Only this one beauty operation, then it's over
By the way, about six months as flat as a taut bed sheet remained, then slipped back the first small dents. In front of a friend whom I had initiated, I pulled up my T-shirt. "Well," she said, "it looks a bit like you have cellulite on your stomach." No problem, my doctor said, I correct that for free. I went there, had six months rest, then my stomach was dunked again.And since I still like to eat, I had, about two years after the first suction, on the waist and back that what is called in professional circles "fir tree fat". If I? Heimlich best, I had no desire to be justified by my family argumentatively put on the wall. So I waited for a family visit to my parents-in-law, to which I had no desire anyway, and let me siphon off my Christmas tree in a two-hour session.

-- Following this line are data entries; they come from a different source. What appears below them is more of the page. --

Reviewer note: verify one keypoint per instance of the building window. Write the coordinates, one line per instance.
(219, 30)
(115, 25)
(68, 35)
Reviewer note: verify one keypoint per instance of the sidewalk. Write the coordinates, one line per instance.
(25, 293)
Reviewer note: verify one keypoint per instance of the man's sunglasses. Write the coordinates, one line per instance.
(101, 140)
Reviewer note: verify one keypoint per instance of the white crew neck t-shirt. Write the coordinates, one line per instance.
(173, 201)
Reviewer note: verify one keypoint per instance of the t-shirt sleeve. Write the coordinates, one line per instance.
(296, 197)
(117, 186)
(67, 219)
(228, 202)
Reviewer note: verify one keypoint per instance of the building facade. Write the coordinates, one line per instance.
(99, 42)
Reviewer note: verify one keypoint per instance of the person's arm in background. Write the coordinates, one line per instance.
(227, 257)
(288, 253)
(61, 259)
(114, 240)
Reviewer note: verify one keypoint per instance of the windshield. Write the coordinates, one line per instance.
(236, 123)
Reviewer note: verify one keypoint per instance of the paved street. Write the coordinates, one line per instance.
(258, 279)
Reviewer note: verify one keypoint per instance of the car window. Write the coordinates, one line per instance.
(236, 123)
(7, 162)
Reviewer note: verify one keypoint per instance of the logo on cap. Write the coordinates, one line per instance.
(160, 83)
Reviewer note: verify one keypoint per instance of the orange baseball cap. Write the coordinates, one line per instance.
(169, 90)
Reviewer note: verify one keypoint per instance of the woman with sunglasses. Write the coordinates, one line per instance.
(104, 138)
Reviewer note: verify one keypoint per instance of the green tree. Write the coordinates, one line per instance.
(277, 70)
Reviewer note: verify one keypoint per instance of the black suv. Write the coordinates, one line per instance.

I had a guilty conscience, but I told myself, just this one more time, then it's over. My husband discovered the infamous black compression corset in the lingerie and made a huge scene for me. "You're addicted," he shouted, "if you keep this up you'll look like Melanie Griffith at some point." I rejected this accusation, but internally I had to agree with him. My view of people, especially women, had become much more critical since my first intervention. I no longer saw them as they were, but as they could be. "Mommy, your slip, so that's a very small operation," I suggested to my indignant mother, even my girlfriends were not spared from my suggestions for improvement.
I saw no more people, I saw only flaws. Recoverable defects. Furrows, fat deposits, wrinkles. Especially with me, of course. This deep forehead wrinkle, which I did not notice sooner! For my first Botox syringe, unfortunately, I had to change the doctor. I went with a friend who lamented an even deeper forehead wrinkle. The syringe was short and painful, for lasting success, said the doctor, who himself had a botox-smooth face, we would come every six months. The optimal effect would come after two weeks. In fact, after about 14 days, my forehead wrinkle had almost disappeared. Great, I thought, I do that regularly now. Then my friend called me: "Since this morning I see twice," she howled, "I was already at the ophthalmologist, but he has not found anything. Tomorrow I have an appointment with a neurologist, maybe I had a miniscrew attack."
I saw no more people, only shortcomings.
Luckily she did not, just a little botoxpech. "Can happen, Botox sometimes wanders, goes away again," said the doctor. Well, it took four weeks before she could not see twice and drive again. My friend went despite this breakdown six months later to a friendly dermatologist, who promised her a Botox syringe for half. "Did your husband beat you up?", My friend shouted in horror as the doctor with a droopy eyelid came into the treatment room. He had not, but even with her, the Botox had wandered. My girlfriend left the practice and spent the money for a wellness weekend.
And I decided to see this as a divine sign. I had a fairly flat stomach, I also liked my bosom, my face would age in peace. I owe it to my 15-year-old daughter who recently asked me, "Mum, can I have implants?"